Spissky Hrhov, October 16 (TASR) – We don’t need any new special legislation or enormous-sized subsidy schemes, all it takes is to use common sense and give Roma education and jobs, Prime Minister Peter Pellegrini (Smer-SD) said during his visit to Spissky Hrhov (Presov region) in the presence of Secretary-General of the Council of Europe Thorbjorn Jagland and Government Proxy for Roma Communities Abel Ravasz on Tuesday.
Spissky Hrhov is a village renowned for its successful Roma integration projects.
“I must praise the fact that the village mayor demonstrated that when there’s a will, there is a way. There is certainly no universal model that could be automatically applied to all villages in Slovakia across-the-board. In Spissky Hrhov the results of the work are plain to see; Roma coexist with the majority population without any problems,” claimed Pellegrini.
Aside from actively involved mayors willing to work with the Roma community, what’s also needed is a Roma community willing to accept help. “Our mayors often encounter a certain lack of willingness on part of Roma to change their lifestyle. That’s why we need to work with them more intensively in order to make them want to change. We don’t need to pass any special legislation anymore for that and we don’t need enormous subsidy schemes – all we need to employ is common sense. It’s necessary to provide Roma with education and jobs. If we employ at least ten percent of them, I think they will bring a completely different lifestyle into the community and the rest will want to emulate them. That is the only way to go – no amount of coercion will do,” stressed the Prime Minister.

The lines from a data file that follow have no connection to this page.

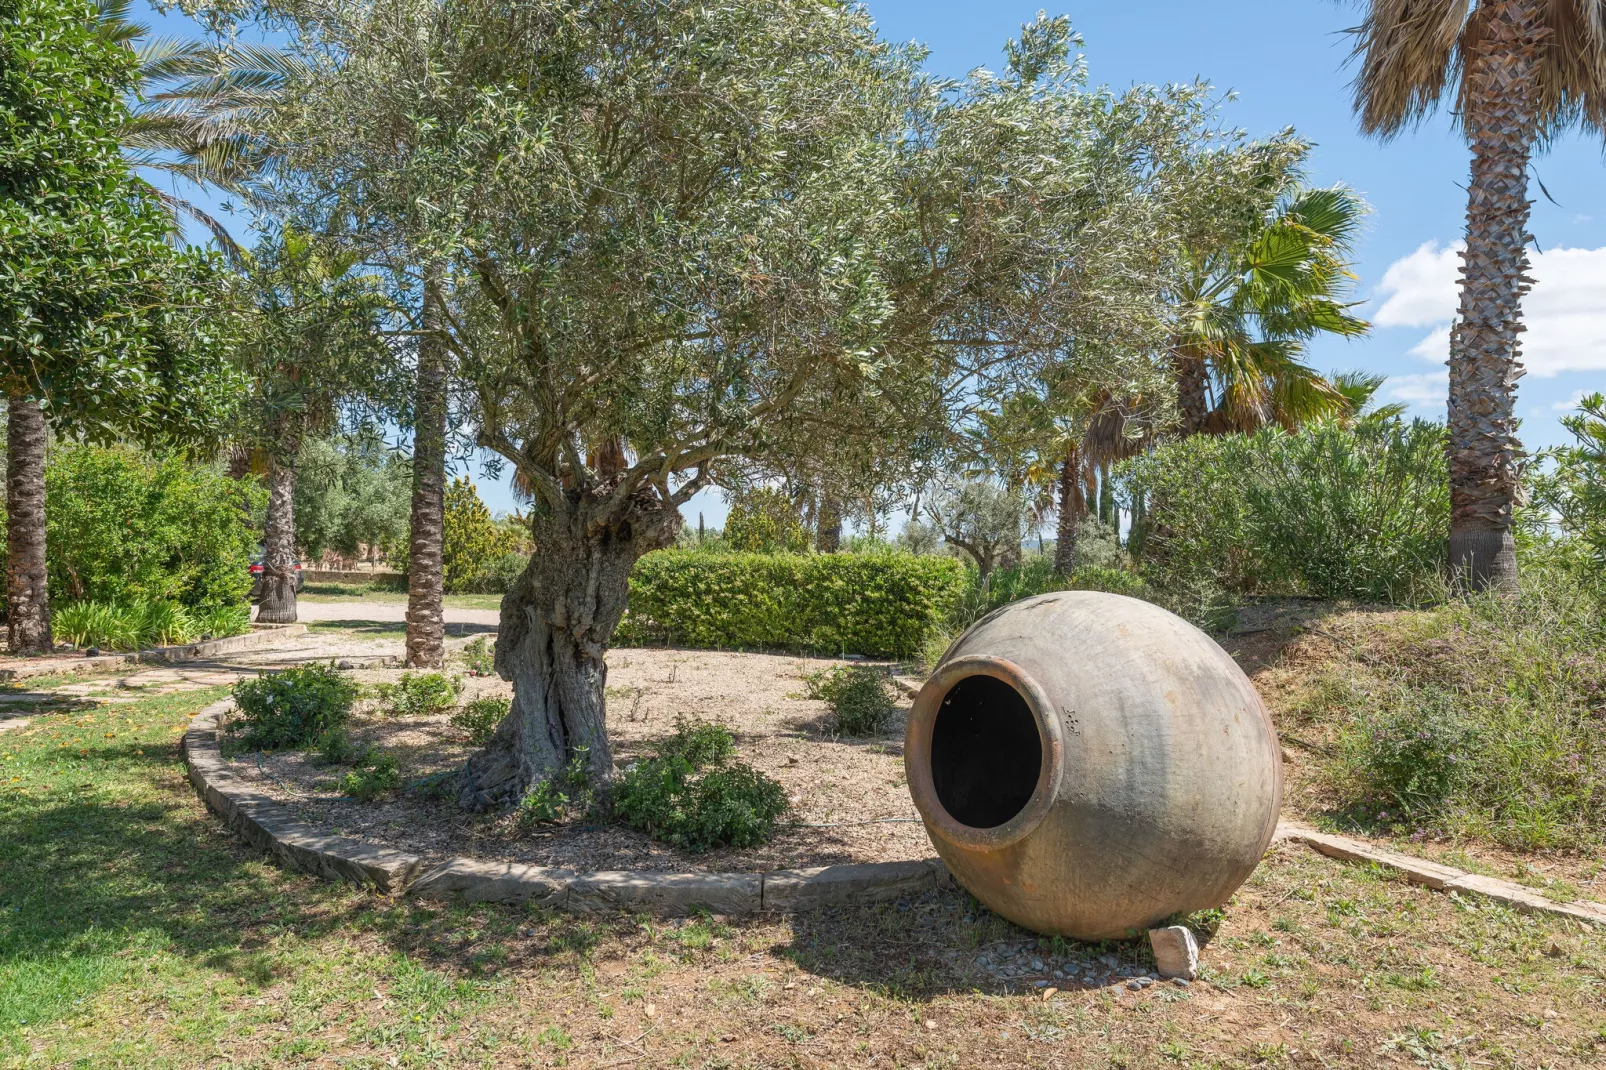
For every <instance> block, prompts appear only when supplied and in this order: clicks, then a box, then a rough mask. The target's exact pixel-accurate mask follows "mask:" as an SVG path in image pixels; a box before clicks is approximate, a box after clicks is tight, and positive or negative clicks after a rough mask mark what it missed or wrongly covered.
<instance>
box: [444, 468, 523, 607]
mask: <svg viewBox="0 0 1606 1070" xmlns="http://www.w3.org/2000/svg"><path fill="white" fill-rule="evenodd" d="M522 541H527V538H525V540H522V538H520V535H519V532H517V530H516V529H512V527H509V525H504V524H498V522H496V519H495V517H493V516H491V511H490V509H487V508H485V503H483V501H480V495H479V492H477V490H475V488H474V484H472V482H471V480H467V479H464V477H459V479H454V480H451V485H450V487H446V501H445V516H443V527H442V556H440V570H442V577H443V583H445V590H446V593H448V594H471V593H491V594H495V593H499V591H501V590H504V588H503V586H499V585H501V583H504V582H506V577H504V564H503V562H504V561H506V559H507V556H509V554H511V556H519V549H520V548H522V546H520V543H522ZM525 564H528V557H524V559H522V561H520V564H519V570H524V566H525ZM512 578H517V572H516V574H514V577H512Z"/></svg>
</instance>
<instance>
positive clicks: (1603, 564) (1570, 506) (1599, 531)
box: [1531, 394, 1606, 578]
mask: <svg viewBox="0 0 1606 1070" xmlns="http://www.w3.org/2000/svg"><path fill="white" fill-rule="evenodd" d="M1561 423H1563V426H1566V429H1567V431H1571V432H1572V437H1574V439H1575V442H1574V443H1572V445H1563V447H1556V448H1553V450H1545V451H1543V453H1542V455H1540V466H1534V469H1531V472H1532V490H1534V504H1535V506H1539V508H1540V509H1543V514H1545V516H1543V517H1542V522H1543V524H1545V527H1548V525H1550V519H1551V517H1555V519H1556V522H1558V525H1559V529H1561V533H1563V537H1564V538H1566V540H1567V541H1571V543H1575V546H1577V551H1579V553H1577V556H1579V557H1584V559H1587V561H1590V562H1592V564H1593V567H1595V572H1596V578H1601V577H1606V395H1601V394H1592V395H1588V397H1585V398H1582V400H1580V402H1579V411H1577V413H1572V415H1569V416H1563V418H1561Z"/></svg>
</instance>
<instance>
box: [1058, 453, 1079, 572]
mask: <svg viewBox="0 0 1606 1070" xmlns="http://www.w3.org/2000/svg"><path fill="white" fill-rule="evenodd" d="M1081 471H1082V458H1081V450H1078V448H1076V445H1074V443H1073V445H1071V447H1070V448H1068V450H1066V451H1065V464H1063V466H1062V468H1060V529H1058V533H1057V541H1055V545H1054V570H1055V572H1058V574H1062V575H1071V574H1073V572H1076V529H1078V527H1081V522H1082V516H1086V513H1087V500H1086V498H1084V496H1082V477H1081Z"/></svg>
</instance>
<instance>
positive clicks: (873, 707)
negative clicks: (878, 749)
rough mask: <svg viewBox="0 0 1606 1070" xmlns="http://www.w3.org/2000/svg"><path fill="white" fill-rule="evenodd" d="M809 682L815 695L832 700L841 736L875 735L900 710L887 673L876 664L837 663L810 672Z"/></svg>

Jagland learnt about Spissky Hrhov from New York Times daily, although he had heard about its accomplishments before. “With my own eyes, I had the opportunity to see that many wonderful things can be accomplished without the surfeit of finances, resources or any other means when there’s a willingness to pursue them. It’s up to individual people. I think that we can use this as a wonderful case study and role model for others. In my view, the crucial ingredient to success is work and education,” stated Jagland.
According to Ravasz, there are dozens of villages in Slovakia similar to Spissky Hrhov, but also dozens of those where the situation is opposite. “Our goal is to have as many villages as possible achieve this or a similar level. The only problem plaguing us that we heard about here today is the enrolment of Roma children to preschool. This must be addressed very promptly. I’m collaborating with the Prime Minister in the drafting of several measures to complement the existing toolkit of ours,” claimed Ravasz.
Spissky Hrhov is a village of 1,642, some 400 of whom are Roma. After social programmes spanning almost two decades, every inhabitant has access to hot water and legal housing.